Dans ce contexte, le Code de la famille apparaît comme un symbole, un marqueur idéologique. Sa réforme est donc un sujet éminemment politique et sociétal. Chaque changement, même mineur, est âprement discuté et négocié. Le résultat est souvent un compromis, un petit pas plutôt qu’un grand bond en avant.
Quel Avenir pour les Droits des Femmes au Maroc ?

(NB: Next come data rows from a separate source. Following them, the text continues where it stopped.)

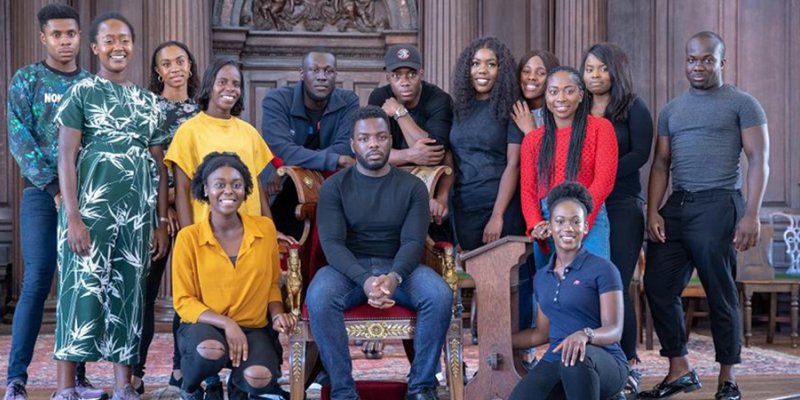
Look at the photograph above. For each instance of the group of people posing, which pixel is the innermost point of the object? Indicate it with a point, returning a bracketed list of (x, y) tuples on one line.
[(117, 176)]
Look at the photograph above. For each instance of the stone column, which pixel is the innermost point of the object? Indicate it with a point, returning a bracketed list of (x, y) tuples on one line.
[(447, 28), (579, 24), (187, 21)]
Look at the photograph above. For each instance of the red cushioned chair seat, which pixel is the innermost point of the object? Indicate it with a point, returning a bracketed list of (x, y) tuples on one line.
[(365, 311), (373, 390)]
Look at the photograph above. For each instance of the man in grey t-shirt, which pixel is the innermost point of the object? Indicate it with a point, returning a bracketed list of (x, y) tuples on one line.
[(705, 220)]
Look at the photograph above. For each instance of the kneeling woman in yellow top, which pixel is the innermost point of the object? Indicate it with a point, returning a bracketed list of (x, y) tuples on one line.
[(217, 128), (225, 274)]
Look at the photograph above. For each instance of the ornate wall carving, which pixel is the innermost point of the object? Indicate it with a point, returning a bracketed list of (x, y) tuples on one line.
[(365, 16)]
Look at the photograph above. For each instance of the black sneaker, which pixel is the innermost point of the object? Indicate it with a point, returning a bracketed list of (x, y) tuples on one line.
[(196, 395), (16, 391), (178, 383), (214, 391), (728, 391), (631, 390)]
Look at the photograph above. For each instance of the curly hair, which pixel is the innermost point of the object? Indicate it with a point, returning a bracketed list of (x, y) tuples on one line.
[(548, 147), (573, 191), (95, 27), (157, 86), (56, 11), (208, 86), (214, 161), (619, 70), (505, 90)]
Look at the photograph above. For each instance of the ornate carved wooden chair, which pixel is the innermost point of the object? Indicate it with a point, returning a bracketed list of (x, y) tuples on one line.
[(364, 321), (758, 276)]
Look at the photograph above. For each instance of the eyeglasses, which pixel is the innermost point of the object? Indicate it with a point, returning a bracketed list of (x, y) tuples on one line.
[(410, 76), (327, 72)]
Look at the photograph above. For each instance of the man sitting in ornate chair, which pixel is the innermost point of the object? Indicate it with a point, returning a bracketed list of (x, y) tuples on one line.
[(372, 221)]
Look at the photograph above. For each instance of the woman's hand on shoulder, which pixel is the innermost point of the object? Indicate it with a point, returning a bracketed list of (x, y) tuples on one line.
[(521, 115)]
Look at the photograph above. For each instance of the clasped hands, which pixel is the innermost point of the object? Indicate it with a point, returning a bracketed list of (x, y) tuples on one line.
[(573, 348), (380, 291)]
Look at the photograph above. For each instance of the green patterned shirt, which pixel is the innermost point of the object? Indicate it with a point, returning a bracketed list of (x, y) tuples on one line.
[(33, 97)]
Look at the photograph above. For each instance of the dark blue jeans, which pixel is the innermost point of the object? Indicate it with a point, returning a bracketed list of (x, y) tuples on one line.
[(331, 293), (38, 241), (599, 377)]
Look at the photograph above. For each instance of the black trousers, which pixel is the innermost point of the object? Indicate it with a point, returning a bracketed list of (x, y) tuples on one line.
[(699, 227), (195, 368), (148, 323), (627, 234), (599, 377)]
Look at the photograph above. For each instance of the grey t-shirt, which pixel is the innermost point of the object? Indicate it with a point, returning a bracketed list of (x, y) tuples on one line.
[(704, 128)]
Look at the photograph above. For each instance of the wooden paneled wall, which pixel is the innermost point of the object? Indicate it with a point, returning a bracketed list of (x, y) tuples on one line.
[(763, 56)]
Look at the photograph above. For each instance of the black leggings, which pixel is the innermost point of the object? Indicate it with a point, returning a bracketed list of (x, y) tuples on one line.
[(148, 322), (599, 377), (627, 235), (195, 368)]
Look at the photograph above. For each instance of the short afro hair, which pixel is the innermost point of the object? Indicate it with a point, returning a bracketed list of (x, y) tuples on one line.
[(210, 76), (106, 17), (56, 11), (573, 191), (214, 161), (368, 112)]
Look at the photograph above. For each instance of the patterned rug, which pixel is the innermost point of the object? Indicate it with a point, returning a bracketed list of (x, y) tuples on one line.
[(394, 366)]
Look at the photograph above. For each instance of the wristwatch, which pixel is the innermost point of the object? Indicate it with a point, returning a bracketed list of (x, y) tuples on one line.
[(400, 113), (589, 333)]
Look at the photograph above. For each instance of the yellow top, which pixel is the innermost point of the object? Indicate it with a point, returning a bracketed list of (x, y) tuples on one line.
[(204, 278), (203, 134)]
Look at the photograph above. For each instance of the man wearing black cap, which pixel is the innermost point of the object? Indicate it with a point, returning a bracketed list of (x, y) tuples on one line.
[(421, 118)]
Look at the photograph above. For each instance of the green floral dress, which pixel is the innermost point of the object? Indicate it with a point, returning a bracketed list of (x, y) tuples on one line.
[(100, 296)]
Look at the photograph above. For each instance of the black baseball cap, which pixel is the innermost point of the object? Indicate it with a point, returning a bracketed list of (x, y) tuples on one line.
[(403, 55)]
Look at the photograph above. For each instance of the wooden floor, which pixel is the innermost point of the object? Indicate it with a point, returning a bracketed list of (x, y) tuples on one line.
[(754, 388), (763, 387)]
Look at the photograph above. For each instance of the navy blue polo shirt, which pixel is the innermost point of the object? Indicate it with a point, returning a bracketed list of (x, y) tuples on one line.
[(574, 303)]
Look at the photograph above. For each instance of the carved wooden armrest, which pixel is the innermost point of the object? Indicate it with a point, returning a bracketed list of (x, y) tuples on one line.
[(308, 184), (294, 281), (429, 175), (441, 257)]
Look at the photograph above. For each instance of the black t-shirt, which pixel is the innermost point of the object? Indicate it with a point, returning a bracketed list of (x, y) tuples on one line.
[(361, 216), (433, 113), (480, 145)]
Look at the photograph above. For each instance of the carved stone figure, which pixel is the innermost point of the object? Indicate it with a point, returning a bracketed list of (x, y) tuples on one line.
[(271, 15)]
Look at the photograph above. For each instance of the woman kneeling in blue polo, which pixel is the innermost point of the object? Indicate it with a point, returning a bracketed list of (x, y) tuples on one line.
[(579, 296)]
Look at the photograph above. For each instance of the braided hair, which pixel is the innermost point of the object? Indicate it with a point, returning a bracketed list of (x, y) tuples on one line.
[(547, 151)]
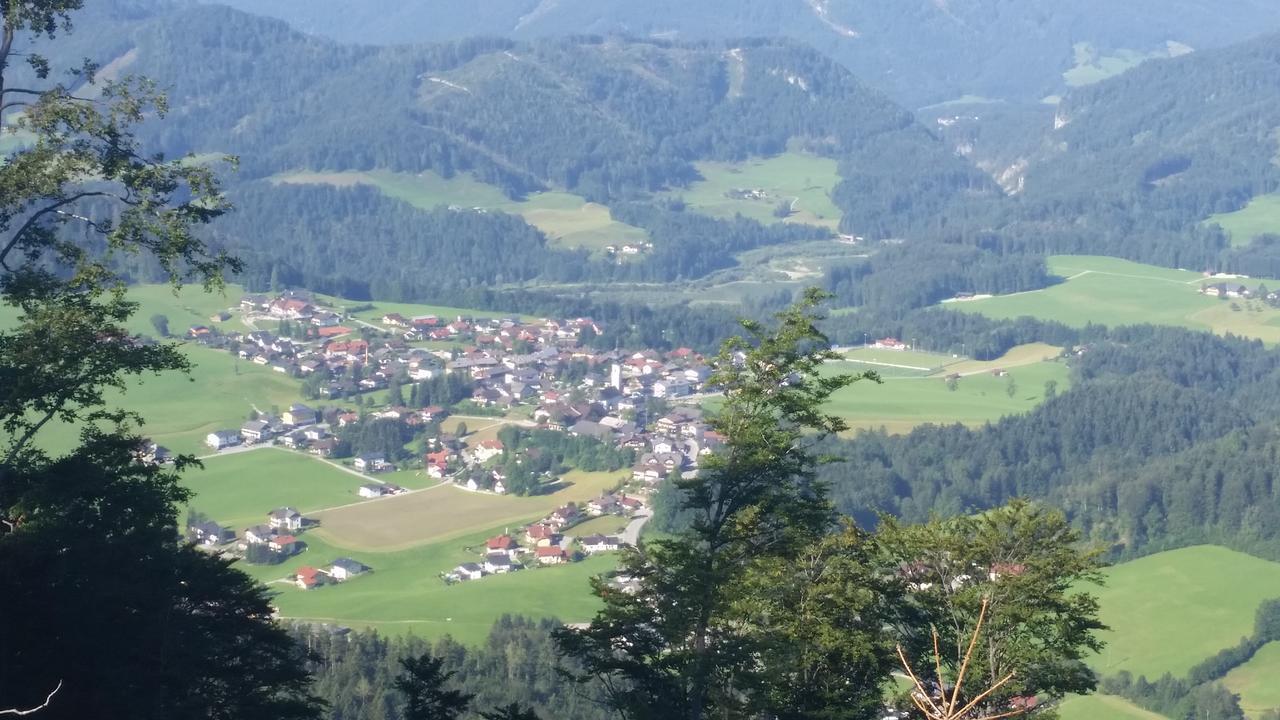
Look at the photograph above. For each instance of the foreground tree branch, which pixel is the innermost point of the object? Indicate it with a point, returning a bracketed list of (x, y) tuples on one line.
[(36, 709)]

Au final, cette énième révision de la Moudawana illustre toute la complexité de la question des droits des femmes au Maroc. Si des progrès indéniables ont été réalisés ces dernières années, le chemin vers une véritable égalité semble encore long et sinueux.
Les associations féministes, elles, ne comptent pas baisser la garde. Elles promettent de continuer à se mobiliser pour faire entendre leur voix et peser sur le débat public. Leur mot d’ordre : ne rien lâcher et maintenir la pression jusqu’à obtenir gain de cause.
Car au-delà des textes de loi, c’est bien un combat culturel et sociétal qui se joue. Un combat pour changer les mentalités, déconstruire les stéréotypes et faire évoluer en profondeur le regard de la société marocaine sur les femmes. Un combat de longue haleine, qui nécessitera l’engagement de tous, hommes et femmes, jeunes et moins jeunes.
Les propositions de réforme du Code de la famille sont donc à la fois un petit pas en avant et un rappel du chemin qu’il reste à parcourir. Elles suscitent espoirs et frustrations, encouragements et critiques. Mais elles ont le mérite de maintenir le sujet au cœur du débat et de tracer, lentement mais sûrement, la voie vers plus d’égalité.